My problem is that it's only printing out 1 letter, when it's supposed to print the whole string. I would really appreciate your help! Thank you once again for helping me.

#include < stdio.h >

int main(void) {

    int val;

    val=1;

    while (val!=0) {

        printf("\n");

        printf("Choose\n");

        printf("1) Add new letter\n");

        printf("2) Empty string\n");

        printf("3) Print string\n");

        printf("0) Stop\n");

        printf("Choice: ");

        scanf("%d",&val);

        printf("\n");

        char sign[200];

        char sign2[200];

        int size;

        size = strlen(sign2);

        switch (val) {

            case 1:

                printf("Give some letter: ");

                scanf("%s",&sign2);

                strcpy(sign, "");

                strcat(sign,sign2);

                sign2[size]=sign2;

                sign2[size+1]='\0';

                break;

            case 2:

                if (val==2) {

                    printf("Emptied string.\n");

                    sign2[0] = '\0';

                }
                break;

            case 3:

                if (size == 0) {

                    printf("Is empty\n");


                } else {

                    printf("String: %s\n",sign);

                }

                break;

            case 0:

                printf("Stopping.\n");

                break;

            default:

                printf("Unknown.\n");

                break;

        }

    }

        return 0;
}

My problem is that it's only printing out 1 letter, when it's supposed to print the whole string. I would really appreciate your help! Thank you once again for helping me.

Answer 1

Lots of problem - but yes we can discuss one by one

• strlen returns the length of the nul terminated char array. The content of the array in your case is indeterminate at the time you are applying strlen on it. This is undefined behavior. You may wanted to initialize the char array char sign2[200]={0} so that you can use strlen on it. (By the way - if you want to get the size of the char array use sizeof(sign2) )

• scanf("%s",&sign2); will be scanf("%s",sign2); because char array converted ("decays") into pointer to the first element - which is a pointer to the sign2[0]. That is what you are supposed to pass to scanf. Your compiler complained about it.

• sign2[size]=sign2; is not doing what you are thinking it is doing - this is trying to assign a char* to a char variable which is wrong.

• Also every time you are overwriting what is there in sign2. Ideally you want to get a char input and that will be scanf(" %c",&somecharvar);.

• After you get the input in somecharvar then adding it would be easy. You can simply get the length of the string and then add the character and also the nul terminating char. In case you are thinking - what will be the case the very first time then you will have do one thing - initialized sign2 with \0 initially. That way even if you call strlen over it the very first time - it will give you the result of 0.

  char somevar;
  if( scanf(" %c",&somevar)!= 1){
      fprintf(stderr,"Error in input\n");
      exit(1);
  }
  size_t sz = strlen(sign2);
  if(sz+1 < sizeof(sign2)){
      sign2[sz]=somevar;
      sign2[sz+1]=0;
  } else {
      fprintf(stderr,"Noe enough space\n");
      exit(1);
  }
  

• As you have already seen, strlen returns the length of the string which of type size_t. size_t is guaranteed to hold the size of any object in C.

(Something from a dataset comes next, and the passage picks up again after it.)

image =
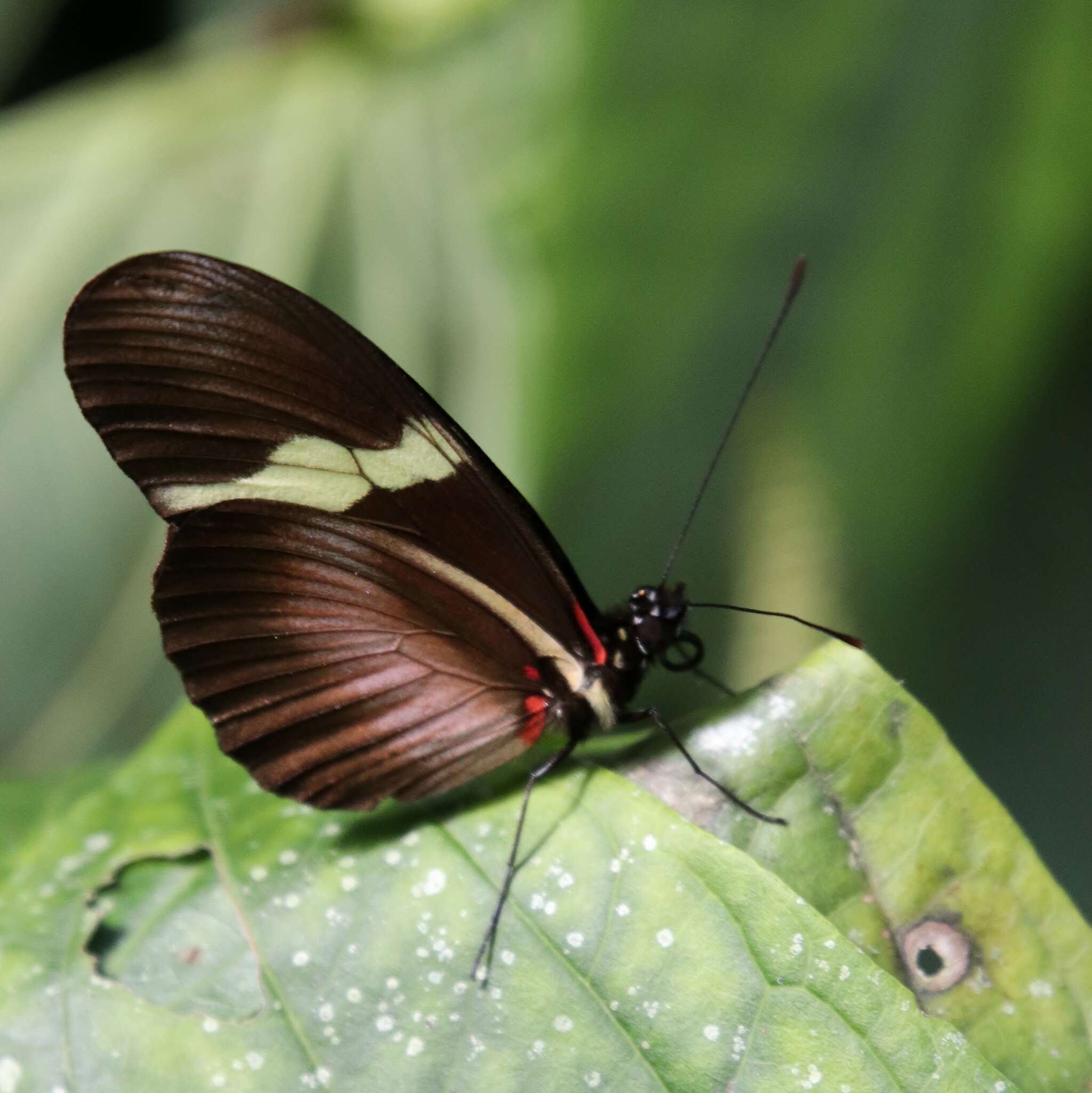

• For scanf always check it's return value, in case it fails you will know it and terminate the program or handle it accordingly( most plausible being - eating out the wrong inputs from stdin that would still be there because scanf couldn't parse it).

• This is a good practice you can say - instead of using hard-coded value (magic numbers) like 200 or similar use a macro or constant to incorporate them.